Sixteen-year-old physics nerd Aysel is obsessed with plotting her own death. With a mother who can barely look at her without wincing, classmates who whisper behind her back, and a father whose violent crime rocked her small town, Aysel is ready to turn her potential energy into nothingness.
There’s only one problem: she’s not sure she has the courage to do it alone. But once she discovers a website with a section called Suicide Partners, Aysel’s convinced she’s found her solution–Roman, a teenage boy who’s haunted by a family tragedy, is looking for a partner. Even though Aysel and Roman have nothing in common, they slowly start to fill in each other’s broken lives. But as their suicide pact becomes more concrete, Aysel begins to question whether she really wants to go through with it. Ultimately, she must choose between wanting to die or trying to convince Roman to live so they can discover the potential of their energy together.
Aysel cannot stop thinking about death, the physics of where energy goes after one has finally passed on. Her life now is factored around the horrible crime that her father committed. People fear her, thinking she could snap just like her father had. And Aysel is looking for sweet relief . . . only, she can’t do it alone. Teaming up with Frozen Robot, a boy she met online named Roman who she’s committed herself to as a suicide partner, Aysel slowly begins to unwind, open up, and understand the permanence of death and the tole it has on the people around her. And when feelings for the boy she’s promised to kill herself with arise, Aysel starts to see the world in a whole new light.
I take a breath and notice that the air has changed flavor from campfire smoke to sweet vanilla and there’s a soft sound in my head that I don’t quite recognize but reminds me of pennies being tossed into a fountain. The pitter-patter of wishes, desperate wishes.

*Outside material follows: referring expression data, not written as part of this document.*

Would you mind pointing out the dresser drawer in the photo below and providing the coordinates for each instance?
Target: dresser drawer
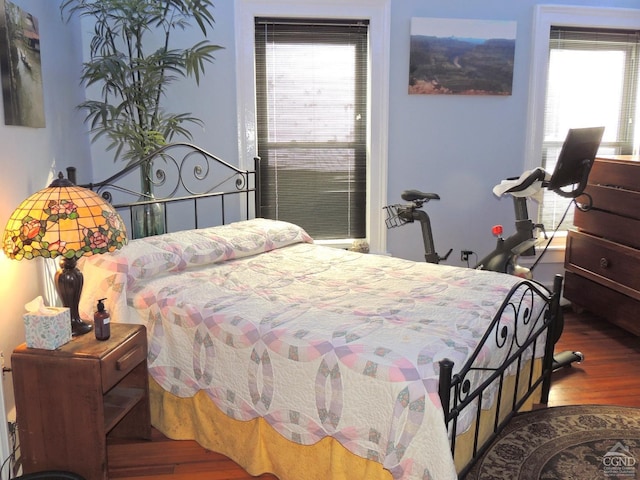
(616, 200)
(605, 302)
(121, 360)
(619, 173)
(617, 228)
(602, 261)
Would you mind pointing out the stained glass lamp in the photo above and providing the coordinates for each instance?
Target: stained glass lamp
(67, 221)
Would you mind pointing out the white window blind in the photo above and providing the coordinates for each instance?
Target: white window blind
(592, 81)
(311, 79)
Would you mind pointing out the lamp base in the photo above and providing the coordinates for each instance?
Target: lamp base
(79, 327)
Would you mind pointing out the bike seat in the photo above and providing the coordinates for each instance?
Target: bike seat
(527, 185)
(413, 195)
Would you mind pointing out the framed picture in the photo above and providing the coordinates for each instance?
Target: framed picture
(461, 57)
(20, 67)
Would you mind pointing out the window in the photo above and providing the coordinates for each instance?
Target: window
(378, 14)
(592, 81)
(311, 82)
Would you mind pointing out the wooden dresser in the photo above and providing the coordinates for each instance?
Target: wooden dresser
(602, 258)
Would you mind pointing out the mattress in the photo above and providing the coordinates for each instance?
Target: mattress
(316, 341)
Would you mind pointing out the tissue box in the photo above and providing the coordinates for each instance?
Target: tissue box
(48, 330)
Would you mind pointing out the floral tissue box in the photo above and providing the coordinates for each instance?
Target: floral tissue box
(48, 329)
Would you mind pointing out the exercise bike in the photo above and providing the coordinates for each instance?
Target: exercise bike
(569, 180)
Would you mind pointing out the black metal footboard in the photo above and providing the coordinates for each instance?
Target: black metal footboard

Final Summation: A quick read with lovely prose, but an ending that left me unsatisfied and unimpressed. My Heart and Other Black Holes handles the troubles of depression on a deep level, but ultimately ends on what I found to be unrealistic and utilizes a deux ex machina that did nothing to the take away from the story. For a sensitive topic, I felt emotionally indifferent. It is sad and crazy and messed up that people go through troubled thoughts and are immersed in painful memories and events such as the ones that Aysel and Roman go through, but my take away from the novel was much greater than my emotional connection to the characters or their romantic story. I do enjoy reading novels that take on dark topics such as suicide and death, and I encourage those to give them a try, even this particular novel. You might enjoy it more than I did.